Classical and quantum mechanics for mathematicians
Here is the challenge: you have thirty-two hours to teach both classical and quantum mechanics to mathematicians, at the master level. What do you do? This was, alas, no thought experiment, but a real one. The lecture notes resulting from the experiment can be found here. I hope they are useful.
An introduction to differentiable manifolds
This is an introduction to differentiable manifolds for advanced undergraduates in mathematics. The lecture notes (in French) can be downloaded here.
Quantum field theory in curved space
This is a course on quantum field theory in curved space at the master/doctorate level. I'm clearly not an expert on the topic, so the course is not very insightful, but it is detailed and might be useful. You can find the lecture notes here.

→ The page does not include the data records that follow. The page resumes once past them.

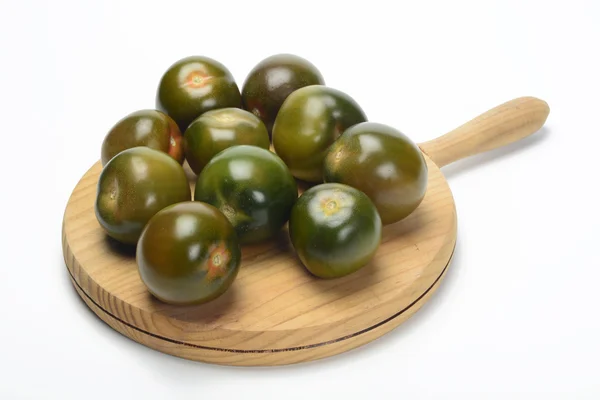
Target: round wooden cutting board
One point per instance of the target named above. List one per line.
(276, 312)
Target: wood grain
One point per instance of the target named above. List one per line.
(276, 312)
(502, 125)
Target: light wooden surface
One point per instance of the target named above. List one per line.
(276, 312)
(502, 125)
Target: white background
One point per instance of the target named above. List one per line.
(516, 317)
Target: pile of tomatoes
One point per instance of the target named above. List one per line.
(247, 151)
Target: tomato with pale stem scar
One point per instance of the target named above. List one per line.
(188, 254)
(194, 85)
(335, 230)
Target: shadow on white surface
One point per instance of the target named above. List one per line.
(170, 367)
(488, 157)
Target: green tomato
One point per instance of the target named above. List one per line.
(335, 230)
(188, 253)
(309, 121)
(194, 85)
(133, 186)
(272, 80)
(149, 128)
(252, 187)
(217, 130)
(383, 163)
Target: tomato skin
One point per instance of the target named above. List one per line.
(309, 121)
(151, 128)
(252, 187)
(133, 186)
(383, 163)
(216, 130)
(335, 230)
(194, 85)
(272, 80)
(188, 254)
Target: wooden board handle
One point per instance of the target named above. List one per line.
(502, 125)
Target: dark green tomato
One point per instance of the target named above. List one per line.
(309, 121)
(135, 185)
(252, 187)
(382, 162)
(272, 80)
(188, 254)
(217, 130)
(335, 230)
(149, 128)
(194, 85)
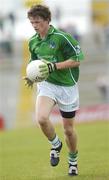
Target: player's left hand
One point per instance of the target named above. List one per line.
(28, 82)
(47, 68)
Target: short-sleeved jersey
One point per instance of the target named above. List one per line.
(57, 46)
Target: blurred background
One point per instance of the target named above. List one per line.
(88, 22)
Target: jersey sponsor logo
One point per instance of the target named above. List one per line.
(78, 49)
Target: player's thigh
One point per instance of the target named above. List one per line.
(44, 106)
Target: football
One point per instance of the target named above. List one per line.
(33, 72)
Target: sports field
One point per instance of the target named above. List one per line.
(24, 154)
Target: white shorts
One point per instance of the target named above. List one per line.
(66, 97)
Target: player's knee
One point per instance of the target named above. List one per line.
(68, 131)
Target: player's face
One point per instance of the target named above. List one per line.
(39, 24)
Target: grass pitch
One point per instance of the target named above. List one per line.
(24, 154)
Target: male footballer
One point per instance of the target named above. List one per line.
(62, 55)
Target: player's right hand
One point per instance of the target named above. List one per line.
(28, 82)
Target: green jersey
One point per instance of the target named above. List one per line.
(57, 46)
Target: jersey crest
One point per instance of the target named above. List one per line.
(52, 45)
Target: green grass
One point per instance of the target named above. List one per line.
(24, 154)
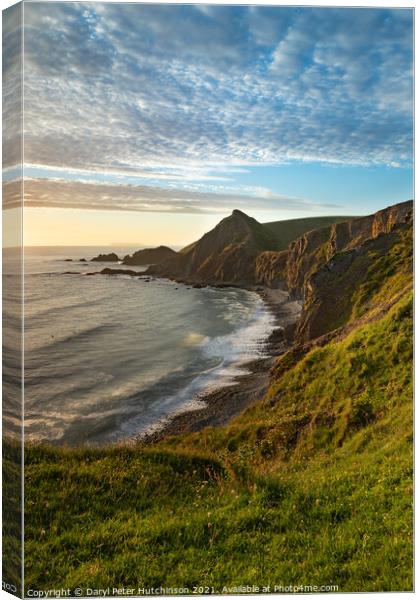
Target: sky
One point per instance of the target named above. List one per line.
(147, 124)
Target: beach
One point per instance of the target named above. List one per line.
(223, 404)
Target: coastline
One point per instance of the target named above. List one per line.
(225, 403)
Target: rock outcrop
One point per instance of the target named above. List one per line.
(149, 256)
(226, 254)
(315, 248)
(111, 257)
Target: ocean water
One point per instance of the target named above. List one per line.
(112, 357)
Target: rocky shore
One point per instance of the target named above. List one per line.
(222, 404)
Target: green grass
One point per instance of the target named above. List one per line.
(311, 486)
(288, 231)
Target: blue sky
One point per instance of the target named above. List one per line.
(199, 109)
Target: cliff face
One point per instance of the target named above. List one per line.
(308, 253)
(149, 256)
(241, 251)
(226, 254)
(361, 281)
(270, 269)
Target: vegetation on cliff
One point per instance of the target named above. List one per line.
(149, 256)
(311, 485)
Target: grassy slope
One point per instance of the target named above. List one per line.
(287, 231)
(311, 485)
(281, 233)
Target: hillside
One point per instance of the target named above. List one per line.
(289, 230)
(313, 480)
(226, 254)
(149, 256)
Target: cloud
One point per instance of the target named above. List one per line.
(56, 193)
(124, 87)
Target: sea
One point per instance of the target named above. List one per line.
(112, 358)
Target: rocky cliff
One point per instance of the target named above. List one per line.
(359, 282)
(149, 256)
(315, 248)
(226, 254)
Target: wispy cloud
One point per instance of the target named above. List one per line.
(56, 193)
(124, 86)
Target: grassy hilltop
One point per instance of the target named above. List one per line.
(312, 485)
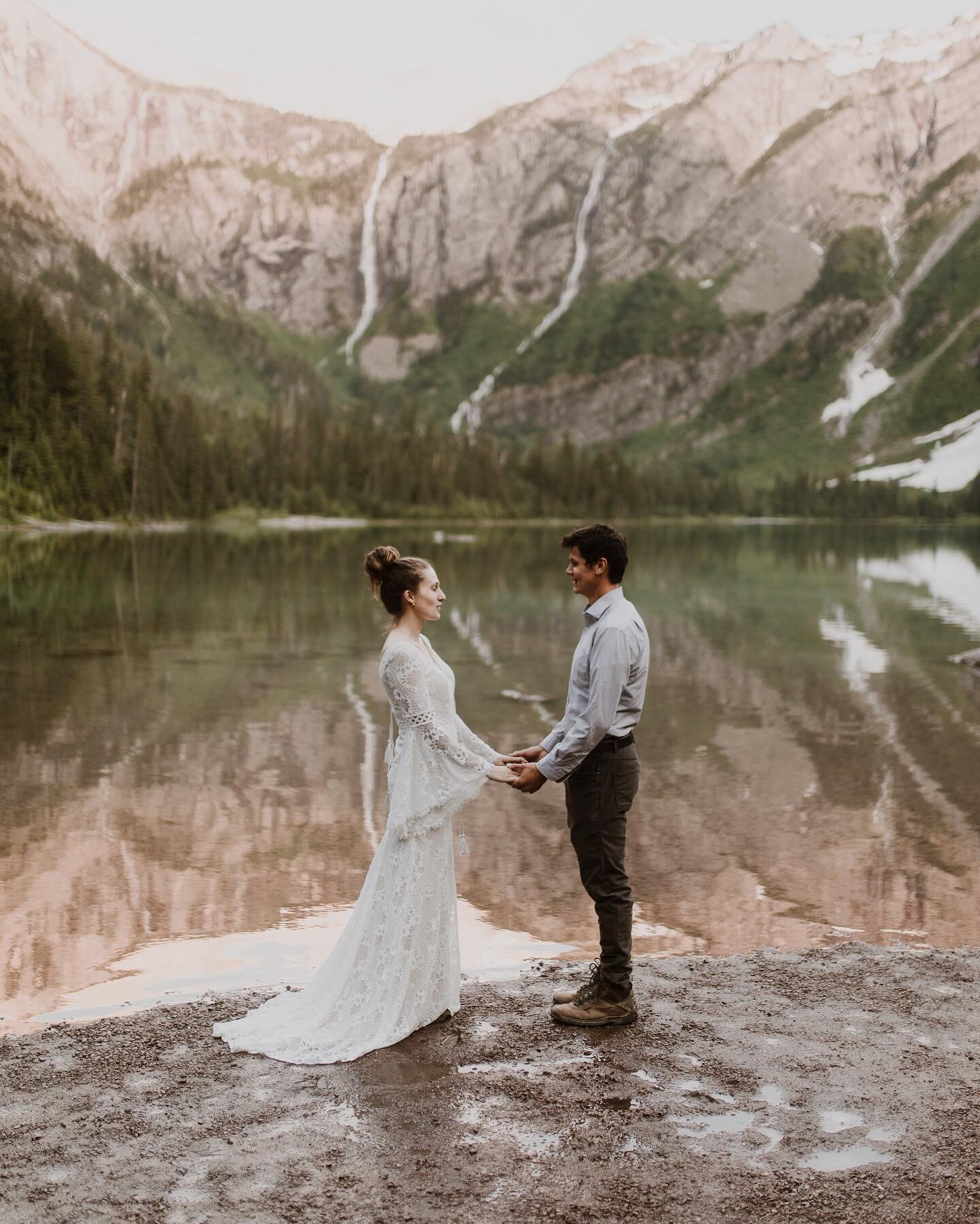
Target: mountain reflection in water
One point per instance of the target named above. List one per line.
(191, 741)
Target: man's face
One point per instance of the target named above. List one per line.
(586, 578)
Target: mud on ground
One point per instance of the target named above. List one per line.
(830, 1085)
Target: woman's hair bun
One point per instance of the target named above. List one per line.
(392, 574)
(379, 561)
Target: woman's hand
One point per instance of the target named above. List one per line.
(500, 774)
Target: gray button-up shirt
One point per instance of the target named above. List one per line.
(606, 684)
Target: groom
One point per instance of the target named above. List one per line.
(592, 752)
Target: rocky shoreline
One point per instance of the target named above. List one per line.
(833, 1085)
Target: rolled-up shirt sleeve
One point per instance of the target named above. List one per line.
(554, 737)
(609, 671)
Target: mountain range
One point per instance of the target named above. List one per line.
(747, 259)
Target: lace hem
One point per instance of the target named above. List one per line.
(304, 1053)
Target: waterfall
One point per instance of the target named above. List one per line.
(368, 265)
(863, 378)
(470, 413)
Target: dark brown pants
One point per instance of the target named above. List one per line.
(598, 795)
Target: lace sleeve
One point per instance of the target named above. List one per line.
(473, 742)
(404, 682)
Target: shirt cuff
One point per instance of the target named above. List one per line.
(551, 740)
(546, 767)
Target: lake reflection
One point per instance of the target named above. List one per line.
(191, 737)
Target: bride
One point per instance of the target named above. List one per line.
(396, 966)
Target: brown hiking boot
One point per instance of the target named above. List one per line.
(574, 995)
(597, 1006)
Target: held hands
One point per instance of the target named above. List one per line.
(517, 770)
(500, 774)
(527, 778)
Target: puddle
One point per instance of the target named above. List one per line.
(343, 1115)
(395, 1072)
(843, 1159)
(525, 1068)
(700, 1086)
(772, 1135)
(883, 1135)
(773, 1096)
(620, 1104)
(698, 1126)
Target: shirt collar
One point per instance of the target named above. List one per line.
(593, 611)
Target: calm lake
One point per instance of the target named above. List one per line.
(191, 738)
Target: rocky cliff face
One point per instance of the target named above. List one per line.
(732, 168)
(238, 199)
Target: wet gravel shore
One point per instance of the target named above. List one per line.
(834, 1085)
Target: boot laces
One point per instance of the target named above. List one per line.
(588, 989)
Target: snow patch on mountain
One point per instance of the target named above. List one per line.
(947, 468)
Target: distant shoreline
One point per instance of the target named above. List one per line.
(810, 1086)
(320, 523)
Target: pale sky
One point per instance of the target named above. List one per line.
(430, 65)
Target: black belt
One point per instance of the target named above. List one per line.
(612, 744)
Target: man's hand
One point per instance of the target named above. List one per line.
(529, 755)
(527, 778)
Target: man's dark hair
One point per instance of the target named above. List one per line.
(597, 542)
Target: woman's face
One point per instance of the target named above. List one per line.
(429, 597)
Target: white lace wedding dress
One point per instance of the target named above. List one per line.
(396, 966)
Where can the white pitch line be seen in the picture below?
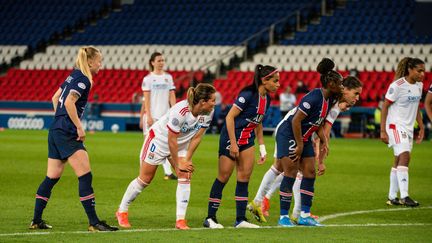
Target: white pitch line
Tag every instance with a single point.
(337, 215)
(323, 218)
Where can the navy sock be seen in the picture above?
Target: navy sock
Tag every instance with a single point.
(42, 195)
(87, 197)
(307, 193)
(241, 200)
(285, 194)
(215, 198)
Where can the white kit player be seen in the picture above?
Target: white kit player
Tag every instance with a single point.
(399, 113)
(176, 135)
(159, 96)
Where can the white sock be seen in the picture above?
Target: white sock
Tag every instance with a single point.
(297, 198)
(394, 185)
(167, 167)
(133, 190)
(275, 186)
(182, 197)
(266, 183)
(402, 175)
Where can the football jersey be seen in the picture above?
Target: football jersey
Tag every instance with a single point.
(77, 83)
(159, 87)
(180, 120)
(405, 98)
(333, 114)
(315, 107)
(253, 108)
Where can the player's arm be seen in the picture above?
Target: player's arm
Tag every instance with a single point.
(428, 105)
(147, 108)
(172, 98)
(71, 99)
(419, 120)
(296, 126)
(193, 145)
(232, 114)
(384, 113)
(260, 137)
(56, 98)
(142, 112)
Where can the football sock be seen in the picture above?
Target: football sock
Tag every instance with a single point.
(215, 198)
(266, 184)
(306, 195)
(297, 198)
(87, 197)
(402, 175)
(285, 194)
(42, 196)
(134, 189)
(275, 186)
(241, 200)
(394, 185)
(167, 167)
(182, 197)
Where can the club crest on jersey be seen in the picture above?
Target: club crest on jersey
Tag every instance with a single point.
(175, 121)
(81, 85)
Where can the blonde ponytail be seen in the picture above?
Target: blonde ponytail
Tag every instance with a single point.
(84, 54)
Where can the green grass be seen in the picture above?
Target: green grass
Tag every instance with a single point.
(356, 179)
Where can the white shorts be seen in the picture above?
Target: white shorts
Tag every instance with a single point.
(399, 139)
(155, 152)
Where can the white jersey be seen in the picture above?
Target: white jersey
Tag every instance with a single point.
(405, 98)
(181, 121)
(333, 114)
(159, 87)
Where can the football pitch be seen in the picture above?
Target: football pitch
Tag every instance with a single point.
(350, 198)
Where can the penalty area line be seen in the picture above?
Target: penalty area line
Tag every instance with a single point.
(199, 229)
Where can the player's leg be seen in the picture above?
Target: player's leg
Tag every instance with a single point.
(54, 172)
(182, 198)
(307, 166)
(245, 164)
(225, 169)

An introduction to non-perturbative effects in string theory and AdS/CFT
In 2015 I gave a series of lectures at ICTP in Trieste on non-perturbative effects in AdS/CFT and in string theory, where I start with a general introduction from the point of view of resurgence. The lecture notes can be found here.
Topological field theory and four-manifolds
These are the notes of a course I gave long ago in Villa de Leyva (Colombia). It is probably superseded by my joint book with José Labastida, but it might be still useful for learning the subject. You can find the lecture notes here.
General topology
This is an undergraduate course on hyperbolic geometry and general topology. The lecture notes (in French) can be found here.